After the recombinant is introduced into the recipient cells, it can be used for further screening and identification after a short period of culture expansion. Screening refers to the process of identifying positive grams (recombinants) of recombinant DNA molecules from transformed cell populations or gene libraries through specific methods. The selected positive clones can obtain a large number of copies of the required gene fragments through multiplication, and through further identification, their correctness can be finally determined, laying the foundation for their subsequent research.
In addition to antibiotic resistance screening, blue-white screening is also a common method in molecular cloning: when foreign DNA is inserted into the vector LACZ-tagged gene, resulting in inactivation of the -galactosidase gene, the color change of E. coli transformant colonies in medium supplemented with X-gal-IPTG can be directly observed.

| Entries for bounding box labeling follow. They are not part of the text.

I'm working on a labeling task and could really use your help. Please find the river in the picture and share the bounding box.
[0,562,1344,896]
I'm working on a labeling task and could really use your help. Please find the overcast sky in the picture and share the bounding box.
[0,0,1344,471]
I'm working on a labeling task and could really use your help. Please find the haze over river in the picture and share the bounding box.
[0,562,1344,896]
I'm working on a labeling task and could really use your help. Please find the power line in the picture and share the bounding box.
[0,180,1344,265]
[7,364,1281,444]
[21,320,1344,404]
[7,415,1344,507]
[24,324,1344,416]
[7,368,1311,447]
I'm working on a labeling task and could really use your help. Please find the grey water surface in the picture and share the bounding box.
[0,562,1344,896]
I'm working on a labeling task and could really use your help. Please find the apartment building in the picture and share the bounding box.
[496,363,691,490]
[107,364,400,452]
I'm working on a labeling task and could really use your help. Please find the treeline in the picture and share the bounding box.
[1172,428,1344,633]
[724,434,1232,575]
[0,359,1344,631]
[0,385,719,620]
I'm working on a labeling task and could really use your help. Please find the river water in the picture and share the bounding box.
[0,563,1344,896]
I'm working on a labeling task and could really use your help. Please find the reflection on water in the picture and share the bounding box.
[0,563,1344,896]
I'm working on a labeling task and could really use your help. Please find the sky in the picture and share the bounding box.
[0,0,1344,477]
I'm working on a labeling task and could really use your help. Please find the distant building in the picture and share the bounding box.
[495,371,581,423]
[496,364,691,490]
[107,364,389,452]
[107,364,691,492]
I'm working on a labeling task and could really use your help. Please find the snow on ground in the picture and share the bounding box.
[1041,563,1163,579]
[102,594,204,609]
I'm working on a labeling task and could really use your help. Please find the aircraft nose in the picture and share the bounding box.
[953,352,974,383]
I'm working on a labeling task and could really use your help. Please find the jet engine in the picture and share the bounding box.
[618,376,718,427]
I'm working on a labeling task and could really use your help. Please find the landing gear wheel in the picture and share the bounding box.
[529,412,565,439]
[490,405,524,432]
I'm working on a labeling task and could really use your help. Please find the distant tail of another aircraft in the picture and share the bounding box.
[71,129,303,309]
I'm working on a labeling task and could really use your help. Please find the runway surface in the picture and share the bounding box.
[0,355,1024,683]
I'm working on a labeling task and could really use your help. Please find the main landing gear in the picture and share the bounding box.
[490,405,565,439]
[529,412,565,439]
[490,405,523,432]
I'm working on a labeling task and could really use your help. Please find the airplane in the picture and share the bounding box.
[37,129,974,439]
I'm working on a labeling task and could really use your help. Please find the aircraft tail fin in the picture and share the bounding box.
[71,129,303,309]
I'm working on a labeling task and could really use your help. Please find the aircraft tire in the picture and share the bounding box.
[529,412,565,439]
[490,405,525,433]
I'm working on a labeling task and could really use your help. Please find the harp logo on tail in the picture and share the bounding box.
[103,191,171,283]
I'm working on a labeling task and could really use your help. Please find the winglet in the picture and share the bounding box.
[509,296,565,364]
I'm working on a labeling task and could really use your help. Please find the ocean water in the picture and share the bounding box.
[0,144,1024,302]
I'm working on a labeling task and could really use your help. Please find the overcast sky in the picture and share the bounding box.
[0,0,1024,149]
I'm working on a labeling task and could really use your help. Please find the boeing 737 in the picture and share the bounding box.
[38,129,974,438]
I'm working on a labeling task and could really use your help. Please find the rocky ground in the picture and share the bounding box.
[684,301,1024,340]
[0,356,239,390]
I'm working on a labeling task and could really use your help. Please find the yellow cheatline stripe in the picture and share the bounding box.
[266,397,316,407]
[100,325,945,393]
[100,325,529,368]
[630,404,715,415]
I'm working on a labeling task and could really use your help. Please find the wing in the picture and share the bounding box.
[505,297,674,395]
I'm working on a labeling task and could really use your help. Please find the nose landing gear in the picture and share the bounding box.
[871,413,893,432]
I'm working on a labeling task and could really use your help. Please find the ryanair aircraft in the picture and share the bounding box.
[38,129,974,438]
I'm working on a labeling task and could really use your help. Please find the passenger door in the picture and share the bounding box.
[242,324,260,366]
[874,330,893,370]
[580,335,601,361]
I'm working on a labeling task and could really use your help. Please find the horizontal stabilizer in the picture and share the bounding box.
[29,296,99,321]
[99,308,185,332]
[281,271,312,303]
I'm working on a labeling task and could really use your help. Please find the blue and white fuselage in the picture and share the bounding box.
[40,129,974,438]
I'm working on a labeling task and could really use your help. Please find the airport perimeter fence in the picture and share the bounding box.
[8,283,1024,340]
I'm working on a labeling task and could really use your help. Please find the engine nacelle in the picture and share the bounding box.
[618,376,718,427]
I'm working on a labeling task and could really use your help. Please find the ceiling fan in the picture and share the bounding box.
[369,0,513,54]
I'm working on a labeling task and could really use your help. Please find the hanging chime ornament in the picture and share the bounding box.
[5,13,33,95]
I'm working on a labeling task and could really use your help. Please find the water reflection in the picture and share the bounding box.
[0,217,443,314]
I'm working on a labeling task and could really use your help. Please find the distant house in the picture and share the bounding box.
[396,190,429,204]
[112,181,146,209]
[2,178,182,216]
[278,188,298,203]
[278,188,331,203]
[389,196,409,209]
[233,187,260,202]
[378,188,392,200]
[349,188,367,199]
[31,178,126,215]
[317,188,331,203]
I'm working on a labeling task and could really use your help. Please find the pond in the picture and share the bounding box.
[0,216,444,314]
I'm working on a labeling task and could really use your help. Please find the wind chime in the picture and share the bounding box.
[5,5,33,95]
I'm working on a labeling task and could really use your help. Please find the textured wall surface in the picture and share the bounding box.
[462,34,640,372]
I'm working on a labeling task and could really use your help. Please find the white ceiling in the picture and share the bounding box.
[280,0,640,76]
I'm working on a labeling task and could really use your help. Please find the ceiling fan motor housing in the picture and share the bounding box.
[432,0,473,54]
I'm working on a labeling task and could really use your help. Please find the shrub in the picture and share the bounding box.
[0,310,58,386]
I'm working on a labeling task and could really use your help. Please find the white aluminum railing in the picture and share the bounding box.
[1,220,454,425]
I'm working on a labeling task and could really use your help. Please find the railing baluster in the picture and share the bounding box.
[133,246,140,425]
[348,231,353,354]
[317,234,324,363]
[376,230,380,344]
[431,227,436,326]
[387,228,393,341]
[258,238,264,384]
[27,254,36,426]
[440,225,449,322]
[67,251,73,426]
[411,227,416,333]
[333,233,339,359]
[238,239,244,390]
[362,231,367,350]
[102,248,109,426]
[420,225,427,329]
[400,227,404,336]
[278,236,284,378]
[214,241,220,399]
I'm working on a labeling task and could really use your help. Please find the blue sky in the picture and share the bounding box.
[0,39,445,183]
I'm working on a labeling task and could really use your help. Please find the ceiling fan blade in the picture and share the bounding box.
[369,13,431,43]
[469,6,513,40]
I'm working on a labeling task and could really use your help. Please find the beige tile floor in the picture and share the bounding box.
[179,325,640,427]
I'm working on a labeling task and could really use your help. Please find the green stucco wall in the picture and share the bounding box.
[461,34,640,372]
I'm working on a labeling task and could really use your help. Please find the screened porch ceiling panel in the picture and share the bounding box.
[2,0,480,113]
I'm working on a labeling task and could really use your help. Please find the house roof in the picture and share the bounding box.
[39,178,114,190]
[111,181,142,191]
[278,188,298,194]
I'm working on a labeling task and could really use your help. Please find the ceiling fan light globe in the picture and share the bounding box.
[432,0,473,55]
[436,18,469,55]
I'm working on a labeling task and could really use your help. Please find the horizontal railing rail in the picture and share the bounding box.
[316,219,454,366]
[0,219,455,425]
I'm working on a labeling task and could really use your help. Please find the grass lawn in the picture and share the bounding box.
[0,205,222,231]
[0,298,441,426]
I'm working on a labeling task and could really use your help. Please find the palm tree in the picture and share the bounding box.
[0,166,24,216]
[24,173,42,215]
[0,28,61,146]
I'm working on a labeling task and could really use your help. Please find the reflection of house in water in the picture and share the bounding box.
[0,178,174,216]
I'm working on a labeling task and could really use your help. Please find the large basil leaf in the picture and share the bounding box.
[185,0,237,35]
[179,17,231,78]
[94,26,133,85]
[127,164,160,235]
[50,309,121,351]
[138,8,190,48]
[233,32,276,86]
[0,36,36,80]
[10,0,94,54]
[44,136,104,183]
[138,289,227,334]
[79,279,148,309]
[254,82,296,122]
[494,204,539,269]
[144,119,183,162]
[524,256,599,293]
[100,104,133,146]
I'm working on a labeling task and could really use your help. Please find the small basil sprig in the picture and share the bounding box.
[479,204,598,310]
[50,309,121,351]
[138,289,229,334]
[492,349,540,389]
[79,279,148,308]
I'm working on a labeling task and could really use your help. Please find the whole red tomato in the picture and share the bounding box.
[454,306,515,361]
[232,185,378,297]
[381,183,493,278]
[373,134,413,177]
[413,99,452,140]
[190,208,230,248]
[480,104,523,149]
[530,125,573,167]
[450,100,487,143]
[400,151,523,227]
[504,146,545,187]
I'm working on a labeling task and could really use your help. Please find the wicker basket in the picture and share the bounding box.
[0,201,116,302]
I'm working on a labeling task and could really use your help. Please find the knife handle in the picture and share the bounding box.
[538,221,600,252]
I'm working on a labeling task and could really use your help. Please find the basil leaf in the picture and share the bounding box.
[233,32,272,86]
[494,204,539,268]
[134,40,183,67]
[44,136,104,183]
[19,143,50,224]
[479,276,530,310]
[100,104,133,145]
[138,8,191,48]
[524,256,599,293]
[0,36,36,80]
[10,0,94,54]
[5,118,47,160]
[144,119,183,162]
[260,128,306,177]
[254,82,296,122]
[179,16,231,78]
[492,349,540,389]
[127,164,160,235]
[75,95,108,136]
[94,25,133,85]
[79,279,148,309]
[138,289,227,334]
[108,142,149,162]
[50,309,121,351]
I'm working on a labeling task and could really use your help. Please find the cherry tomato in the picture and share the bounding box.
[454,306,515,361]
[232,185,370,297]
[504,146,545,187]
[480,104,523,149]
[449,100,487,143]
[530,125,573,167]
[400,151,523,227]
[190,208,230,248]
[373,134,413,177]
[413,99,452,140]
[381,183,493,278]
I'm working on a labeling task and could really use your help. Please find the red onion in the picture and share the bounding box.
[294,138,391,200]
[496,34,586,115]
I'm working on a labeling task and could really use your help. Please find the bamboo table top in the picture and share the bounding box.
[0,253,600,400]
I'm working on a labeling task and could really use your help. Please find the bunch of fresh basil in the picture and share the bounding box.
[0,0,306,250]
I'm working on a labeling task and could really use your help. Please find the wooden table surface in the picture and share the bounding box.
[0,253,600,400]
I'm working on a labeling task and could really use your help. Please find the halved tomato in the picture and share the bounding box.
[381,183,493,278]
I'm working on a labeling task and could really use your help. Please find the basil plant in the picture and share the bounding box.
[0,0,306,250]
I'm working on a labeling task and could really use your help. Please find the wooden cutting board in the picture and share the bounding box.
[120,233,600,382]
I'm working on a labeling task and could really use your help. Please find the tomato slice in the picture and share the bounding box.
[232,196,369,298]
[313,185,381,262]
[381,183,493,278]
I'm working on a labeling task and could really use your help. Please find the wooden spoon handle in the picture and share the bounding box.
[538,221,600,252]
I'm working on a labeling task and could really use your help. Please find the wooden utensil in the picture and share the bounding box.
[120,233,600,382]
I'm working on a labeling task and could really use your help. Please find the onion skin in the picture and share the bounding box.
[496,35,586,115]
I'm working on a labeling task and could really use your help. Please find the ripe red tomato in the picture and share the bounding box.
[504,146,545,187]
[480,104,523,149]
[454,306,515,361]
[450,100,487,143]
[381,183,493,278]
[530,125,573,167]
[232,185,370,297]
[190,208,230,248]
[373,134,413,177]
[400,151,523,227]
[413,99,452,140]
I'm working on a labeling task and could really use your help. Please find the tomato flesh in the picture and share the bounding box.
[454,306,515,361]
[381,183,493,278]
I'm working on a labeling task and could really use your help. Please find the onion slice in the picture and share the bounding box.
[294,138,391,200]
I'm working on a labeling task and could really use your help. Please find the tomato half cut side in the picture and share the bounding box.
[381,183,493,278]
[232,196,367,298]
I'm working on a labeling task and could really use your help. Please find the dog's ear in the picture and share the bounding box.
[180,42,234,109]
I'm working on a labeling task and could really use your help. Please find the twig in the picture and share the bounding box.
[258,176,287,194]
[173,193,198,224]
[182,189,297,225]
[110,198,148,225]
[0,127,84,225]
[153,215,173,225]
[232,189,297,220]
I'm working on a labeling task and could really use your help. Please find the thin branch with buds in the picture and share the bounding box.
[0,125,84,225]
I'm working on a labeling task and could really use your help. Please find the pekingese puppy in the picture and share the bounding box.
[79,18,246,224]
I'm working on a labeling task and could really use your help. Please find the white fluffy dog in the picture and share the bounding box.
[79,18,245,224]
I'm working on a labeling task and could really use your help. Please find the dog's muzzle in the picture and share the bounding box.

Galactosidase hydrolyzes lactose into galactose and glucose, and when host cells are cultured in a medium supplemented with X-Gal (5-bromo-4-chloro-3-indole-D-galactoside) and the lactose inducer IPTG (isopropyl--D thiogalactoside), the functional galactosidase formed by gene complementarity can cleave the colorless X-gal in the medium into galactose and the dark blue substrate 5-bromo-4-chloro-indigo, causing the colonies to exhibit a blue reaction. However, when the exogenous DNA is inserted into the multiple cloning sites inside the vector lacz-tagged gene, the code-reading structure of the -galactosidase gene can be blocked, and the peptide encoded by it becomes inactive, resulting in a white colony. Thus, based on this chromogenic reaction of galactosidase, recombinant clones containing foreign DNA insertions can be detected.